Using XCOMs in Airflow — Scenario based examples with code

Suman Kumar Gangopadhyay
5 min readOct 4, 2022

There are many tutorials which already describes how to use XCOMs in airflow, however I found that most of these are two simplistic and do not give a full picture of the various scenarios in which we need to use XCOMs. In this blog, I will attempt to provide an end to end ETL pipeline which should cover most of the scenarios where we want to use XCOMs.

Spoiler alert, this blog is targeted towards airflow beginners and intermediates, experts can ignore or provide their views on improvements.

Pre-requisites

  • S3 bucket
  • A Public dataset (can be obtained from Kaggle)
  • A working airflow installation ( astro CLI can be leveraged for spinning up one such installation )
  • A database (PostgreSQL or Snowflake; this blog uses snowflake)

Scenario 1

Passing information from a custom python operator to a non-python operator

We will attempt to address a situation where we need to extract some metadata stored in the database (e.g. the type of the dataset that the data pipeline is ingesting, master data or transactional data) and then use this metadata to build a S3 key.

We can certainly achieve this by declaring a snowflake hook and getting the required information in a variable using the snowflake hook. However, this approach would mean that the snowflake connection and the variable will be instantiated every time the airflow scheduler loads the DAG; definitely not something we want. So to avoid this, we will create two tasks and use XCOMs to pass information between them.

Task 1 :

Extract information from the database and push this information as XCOM

def get_key_type(ti, **kwargs):
dataset_type_select_sql = "SELECT m_key_type FROM {0}.{1}.{2} WHERE m_key = '{3}' " \
.format(config.snowflake_db_name,
config.snowflake_metadata_schema, config.snowflake_metadata_table_name, kwargs['metadata_key'])
hook_connection = SnowflakeHook(snowflake_conn_id=settings.snowflake_airflow_conn_id)
sf_conn = hook_connection.get_conn()
cur = sf_conn.cursor()
cur.execute(dataset_type_select_sql)
df = cur.fetch_pandas_all()
s3_dataset_type = df.values[0][0]
ti.xcom_push(key='s3_dataset_type', value=s3_dataset_type)

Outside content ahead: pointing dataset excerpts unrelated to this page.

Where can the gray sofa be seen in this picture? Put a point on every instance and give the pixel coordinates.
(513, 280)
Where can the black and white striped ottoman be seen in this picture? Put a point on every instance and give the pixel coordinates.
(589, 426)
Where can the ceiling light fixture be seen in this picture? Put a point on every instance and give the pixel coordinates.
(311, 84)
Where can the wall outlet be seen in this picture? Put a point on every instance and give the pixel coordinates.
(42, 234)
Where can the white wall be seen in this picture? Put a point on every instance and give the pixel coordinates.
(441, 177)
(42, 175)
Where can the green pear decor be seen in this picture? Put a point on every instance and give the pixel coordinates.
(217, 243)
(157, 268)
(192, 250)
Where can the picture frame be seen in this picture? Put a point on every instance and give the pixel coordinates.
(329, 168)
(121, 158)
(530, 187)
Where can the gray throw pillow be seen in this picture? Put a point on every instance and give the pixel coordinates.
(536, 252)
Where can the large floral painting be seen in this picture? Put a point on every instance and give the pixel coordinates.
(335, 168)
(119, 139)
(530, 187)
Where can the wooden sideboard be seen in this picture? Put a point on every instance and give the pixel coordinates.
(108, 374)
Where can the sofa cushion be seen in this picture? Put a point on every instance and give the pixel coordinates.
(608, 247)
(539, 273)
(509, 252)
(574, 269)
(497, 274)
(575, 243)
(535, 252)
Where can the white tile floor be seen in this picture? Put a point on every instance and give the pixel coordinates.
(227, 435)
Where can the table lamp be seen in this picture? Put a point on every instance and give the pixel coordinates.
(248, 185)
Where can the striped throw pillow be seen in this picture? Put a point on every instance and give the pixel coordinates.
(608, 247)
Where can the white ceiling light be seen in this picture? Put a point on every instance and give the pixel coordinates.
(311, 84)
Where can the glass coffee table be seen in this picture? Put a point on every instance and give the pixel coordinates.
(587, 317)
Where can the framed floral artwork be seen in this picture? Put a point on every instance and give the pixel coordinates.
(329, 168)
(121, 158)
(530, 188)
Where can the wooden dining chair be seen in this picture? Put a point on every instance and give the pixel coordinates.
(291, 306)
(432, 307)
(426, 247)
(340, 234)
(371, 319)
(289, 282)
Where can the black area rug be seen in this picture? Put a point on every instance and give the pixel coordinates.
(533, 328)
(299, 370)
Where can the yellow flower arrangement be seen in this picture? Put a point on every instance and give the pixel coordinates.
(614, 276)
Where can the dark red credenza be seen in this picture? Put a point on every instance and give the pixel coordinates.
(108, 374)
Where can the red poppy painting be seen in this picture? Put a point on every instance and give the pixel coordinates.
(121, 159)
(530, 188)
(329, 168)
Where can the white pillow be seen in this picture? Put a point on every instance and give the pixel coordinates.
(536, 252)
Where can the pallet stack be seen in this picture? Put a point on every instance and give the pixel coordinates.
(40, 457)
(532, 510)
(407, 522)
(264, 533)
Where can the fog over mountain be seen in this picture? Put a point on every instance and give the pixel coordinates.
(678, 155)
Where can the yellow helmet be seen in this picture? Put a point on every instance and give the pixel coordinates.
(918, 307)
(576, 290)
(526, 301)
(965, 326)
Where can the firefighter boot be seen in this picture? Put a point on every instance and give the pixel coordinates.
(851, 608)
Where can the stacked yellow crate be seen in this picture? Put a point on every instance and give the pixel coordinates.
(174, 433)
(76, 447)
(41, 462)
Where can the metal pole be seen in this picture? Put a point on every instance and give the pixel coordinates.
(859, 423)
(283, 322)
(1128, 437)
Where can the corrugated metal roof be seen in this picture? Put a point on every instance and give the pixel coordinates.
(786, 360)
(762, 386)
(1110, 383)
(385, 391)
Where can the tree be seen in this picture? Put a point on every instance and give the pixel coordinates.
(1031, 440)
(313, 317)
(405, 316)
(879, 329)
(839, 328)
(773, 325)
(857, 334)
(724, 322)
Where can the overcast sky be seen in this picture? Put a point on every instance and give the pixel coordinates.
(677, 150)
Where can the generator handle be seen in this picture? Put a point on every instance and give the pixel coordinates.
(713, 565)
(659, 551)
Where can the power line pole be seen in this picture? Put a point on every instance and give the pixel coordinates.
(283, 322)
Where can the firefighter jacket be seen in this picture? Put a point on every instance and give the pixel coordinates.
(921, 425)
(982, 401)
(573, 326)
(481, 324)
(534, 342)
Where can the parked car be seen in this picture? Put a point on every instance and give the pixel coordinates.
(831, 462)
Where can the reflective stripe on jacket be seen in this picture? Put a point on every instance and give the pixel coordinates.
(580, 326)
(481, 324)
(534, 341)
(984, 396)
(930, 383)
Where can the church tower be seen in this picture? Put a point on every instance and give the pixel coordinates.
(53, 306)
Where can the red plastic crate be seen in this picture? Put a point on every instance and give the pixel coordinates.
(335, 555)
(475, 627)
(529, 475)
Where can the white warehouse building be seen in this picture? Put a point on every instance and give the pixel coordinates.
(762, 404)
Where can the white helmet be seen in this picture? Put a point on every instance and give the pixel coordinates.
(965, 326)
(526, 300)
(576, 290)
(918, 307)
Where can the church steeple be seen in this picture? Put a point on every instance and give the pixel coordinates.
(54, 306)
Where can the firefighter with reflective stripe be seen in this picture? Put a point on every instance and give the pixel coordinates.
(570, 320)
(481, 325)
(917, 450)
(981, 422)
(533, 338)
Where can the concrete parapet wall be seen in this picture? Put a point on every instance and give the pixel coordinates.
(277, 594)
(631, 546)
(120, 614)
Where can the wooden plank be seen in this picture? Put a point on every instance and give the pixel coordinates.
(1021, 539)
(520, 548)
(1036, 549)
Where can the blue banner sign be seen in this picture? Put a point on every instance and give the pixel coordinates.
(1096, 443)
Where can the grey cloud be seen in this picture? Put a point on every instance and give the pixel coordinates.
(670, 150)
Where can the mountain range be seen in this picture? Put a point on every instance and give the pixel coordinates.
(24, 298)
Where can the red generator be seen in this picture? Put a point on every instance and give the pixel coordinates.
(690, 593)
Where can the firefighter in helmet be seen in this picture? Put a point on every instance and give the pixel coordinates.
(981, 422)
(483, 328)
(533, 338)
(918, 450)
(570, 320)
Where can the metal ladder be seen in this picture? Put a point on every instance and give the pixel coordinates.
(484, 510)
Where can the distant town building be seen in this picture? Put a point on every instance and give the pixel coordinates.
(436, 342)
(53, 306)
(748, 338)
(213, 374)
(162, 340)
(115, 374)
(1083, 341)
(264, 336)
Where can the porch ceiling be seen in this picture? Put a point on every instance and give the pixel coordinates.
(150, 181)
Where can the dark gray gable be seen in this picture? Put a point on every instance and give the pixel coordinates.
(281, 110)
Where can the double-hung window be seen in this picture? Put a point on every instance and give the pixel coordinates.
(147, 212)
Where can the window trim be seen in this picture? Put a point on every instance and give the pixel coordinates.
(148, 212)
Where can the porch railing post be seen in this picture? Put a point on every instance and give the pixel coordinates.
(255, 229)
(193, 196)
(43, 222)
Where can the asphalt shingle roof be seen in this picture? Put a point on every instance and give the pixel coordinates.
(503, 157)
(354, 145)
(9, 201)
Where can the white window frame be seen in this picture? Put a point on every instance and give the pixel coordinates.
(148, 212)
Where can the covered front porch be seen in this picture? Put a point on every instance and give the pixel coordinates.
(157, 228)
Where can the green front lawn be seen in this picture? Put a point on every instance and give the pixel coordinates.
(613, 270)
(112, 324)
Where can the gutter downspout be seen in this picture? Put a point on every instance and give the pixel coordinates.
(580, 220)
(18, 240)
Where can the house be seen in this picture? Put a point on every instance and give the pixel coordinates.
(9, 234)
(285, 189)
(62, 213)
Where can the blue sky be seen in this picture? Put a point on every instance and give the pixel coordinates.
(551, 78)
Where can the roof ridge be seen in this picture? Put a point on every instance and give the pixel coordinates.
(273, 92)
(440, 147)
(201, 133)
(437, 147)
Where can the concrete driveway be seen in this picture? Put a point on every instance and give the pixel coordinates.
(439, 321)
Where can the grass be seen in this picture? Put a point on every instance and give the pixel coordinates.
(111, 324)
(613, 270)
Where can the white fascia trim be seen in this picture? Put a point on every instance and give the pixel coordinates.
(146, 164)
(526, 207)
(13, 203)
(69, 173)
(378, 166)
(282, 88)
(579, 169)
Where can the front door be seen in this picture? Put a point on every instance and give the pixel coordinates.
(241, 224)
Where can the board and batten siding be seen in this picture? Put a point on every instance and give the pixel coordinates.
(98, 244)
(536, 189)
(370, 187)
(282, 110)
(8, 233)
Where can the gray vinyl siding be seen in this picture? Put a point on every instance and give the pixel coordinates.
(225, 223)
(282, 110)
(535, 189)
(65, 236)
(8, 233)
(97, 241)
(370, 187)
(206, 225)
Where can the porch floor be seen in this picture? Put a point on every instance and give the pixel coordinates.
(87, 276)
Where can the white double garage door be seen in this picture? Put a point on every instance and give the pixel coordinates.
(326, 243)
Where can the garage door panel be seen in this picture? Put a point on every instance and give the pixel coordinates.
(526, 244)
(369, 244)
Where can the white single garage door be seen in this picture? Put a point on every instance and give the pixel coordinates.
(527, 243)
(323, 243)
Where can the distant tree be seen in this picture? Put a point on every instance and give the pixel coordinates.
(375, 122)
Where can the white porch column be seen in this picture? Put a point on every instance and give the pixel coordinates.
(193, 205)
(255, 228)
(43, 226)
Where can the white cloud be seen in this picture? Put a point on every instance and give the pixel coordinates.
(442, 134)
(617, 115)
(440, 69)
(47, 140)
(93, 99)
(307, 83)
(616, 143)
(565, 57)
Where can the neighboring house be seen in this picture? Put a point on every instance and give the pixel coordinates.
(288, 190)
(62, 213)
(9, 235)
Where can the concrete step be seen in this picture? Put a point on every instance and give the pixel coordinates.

get_key_type_from_snowflake = PythonOperator(
task_id="get_key_type_from_snowflake",
provide_context=True,
python_callable=get_key_type,
op_kwargs={'metadata_key': metadata_key}
)

The custom python operator is pushing the required information in the XCOM key s3_dataset_type , this key will be used in the downstream task. Focus on the line

ti.xcom_push(key=’s3_dataset_type’, value=s3_dataset_type)
Pushed XCOM key-value pair

Task 2 :

Use the XCOM from the upstream task as an argument of the downstream task

file_sniffer_task = S3KeySensor(
task_id='look_for_bundesliga_match_scores_file_in_s3',
bucket_name=config.s3_bucket_name,
bucket_key="/".join([config.base_path_raw,
"{{ ti.xcom_pull(task_ids=['get_key_type_from_snowflake'],key='s3_dataset_type')[0] }}",
'bundesliga_match_scores', 'bundesliga_match_scores']),
wildcard_match=True,
aws_conn_id=settings.aws_s3_airflow_conn_id,
soft_fail=True,
timeout=180,
poke_interval=30,
mode='reschedule',
retries=2
)

The S3 key sensor operator is pulling the information pushed by the custom python operator. Focus on the line

"{{ ti.xcom_pull(task_ids=['get_key_type_from_snowflake'],key='s3_dataset_type')[0] }}",

See how the XCOM key of the previous task is being pulled in this task’s bucket_key argument.

Pulled XCOM value

Scenario 2

Passing information from one custom python operator to another custom python operator

Another common scenario which is slightly different from the previous one is where the information is passed between two custom python operators

Task 1 :

Push the returned value of a user defined function as XCOM

This task will call a custom class and generate a suffix based on the airflow dag execution start date. This suffix will then be passed as XCOM to the downstream task.

def generate_s3_partition_metadata(ti, **kwargs):
part = Partitioner()
file_destination_suffix = part.generate_s3_partition_suffix(kwargs.get('ds'))
ti.xcom_push(key='file_destination_suffix', value=file_destination_suffix)

generate_s3_partition = PythonOperator(
task_id="generate_s3_partition",
provide_context=True,
python_callable=generate_s3_partition_metadata
)
the suffix pushed as XCOM

Task 2 :

Use the XCOM to build a dynamic SQL

This task will form an update SQL based on the XCOM value passed by the upstream task.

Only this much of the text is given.